Para la mayoría de los músicos, sin embargo, el intercambio de archivos forma parte de un complejo conjunto de herramientas profesionales que crean o aumentan las oportunidades de al menos extraer algunos ingresos de su actividad.

Son relativamente pocos los músicos que viven únicamente de lo que perciben en concepto de derechos de autor. Lo más habitual es que se ganen la vida combinando actividades como las actuaciones en directo, la venta de merchandising, la docencia, la producción musical y el trabajo por sesiones (DiCola, 2013). En muchos casos, internet ha mejorado las oportunidades para obtener ingresos no relacionados con la propiedad intelectual. Así, los músicos usan sus páginas web para vender camisetas, grabaciones y otros materiales promocionales. Si antes los músicos ofrecían conciertos para estimular las ventas de discos, hoy muchos regalan su música (por ejemplo, subiendo vídeos a YouTube y ofreciendo descargas gratuitas desde sus sitios web o páginas de Facebook), usando así la música como un medio de estimular los ingresos por actuaciones en directo. Las investigaciones sugieren que aunque el intercambio de archivos reduce las ventas de discos, en cambio aumenta la demanda de conciertos en directo, sobre todo en el caso de artistas que no han alcanzado (y quizá no lo harán nunca) el estrellato (Mortimer,et al., 2012). No es de sorprender, por tanto, que los sondeos apunten que, mientras que los artistas de mayor éxito comercial critican el intercambio de archivos, muchos músicos que graban su propia música se muestran bien indiferentes, bien partidarios de esta práctica (Madden, 2004 y DiCola, 2013).

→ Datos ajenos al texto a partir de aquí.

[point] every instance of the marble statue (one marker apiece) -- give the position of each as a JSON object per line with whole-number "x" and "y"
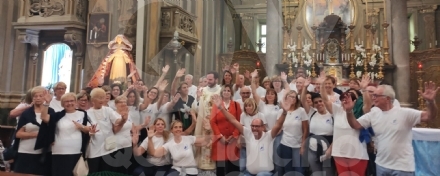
{"x": 118, "y": 65}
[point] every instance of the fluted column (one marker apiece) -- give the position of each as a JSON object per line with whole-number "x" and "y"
{"x": 274, "y": 49}
{"x": 400, "y": 47}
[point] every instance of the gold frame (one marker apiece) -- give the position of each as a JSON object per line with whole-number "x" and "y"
{"x": 107, "y": 23}
{"x": 309, "y": 28}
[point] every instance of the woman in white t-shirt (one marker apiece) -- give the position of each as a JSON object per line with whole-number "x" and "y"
{"x": 27, "y": 160}
{"x": 295, "y": 132}
{"x": 103, "y": 142}
{"x": 321, "y": 133}
{"x": 65, "y": 130}
{"x": 180, "y": 148}
{"x": 349, "y": 153}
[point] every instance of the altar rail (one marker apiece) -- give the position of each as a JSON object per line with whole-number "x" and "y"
{"x": 430, "y": 71}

El fin de la primacía de las multinacionales discográficas ha creado nuevas oportunidades para compañías de pequeño tamaño, de manera que, aunque los ingresos de la industria en general han descendido, su vitalidad artística es robusta. Igual que la producción de cine independiente ha más que compensado la caída del número de títulos producidos por los grandes estudios, las compañías discográficas independientes también compensan el descenso en la producción de álbumes causada por la crisis de las multinacionales. Entre 1998 y 2010 el lanzamiento de álbumes por parte de las principales compañías cayó en cerca del 40%. En ese tiempo, los lanzamientos de sellos discográficos independientes aumentó de manera drástica, superando a las multinacionales en 2001 y alcanzando un máximo en 2005. A partir de entonces, las cifras cayeron, mientras que el número de álbumes lanzados por los propios artistas (que en 1998 solo eran un puñado), se ha disparado hasta llenar esa brecha en las ventas (Waldfogel, 2012a). A pesar del descenso de los beneficios, la cifra general de lanzamientos aumentó de forma constante desde 1998 hasta 2009, a medida que los artistas empezaron a usar internet como herramienta de control de su propio éxito. En el proceso, el porcentaje de todas las ventas procedentes de álbumes superventas ha caído, y el porcentaje de superventas de sellos independientes ha subido, lo que resulta en un aumento de la diversidad de la música disponible para comprar y escuchar en streaming (Waldfogel, 2012a).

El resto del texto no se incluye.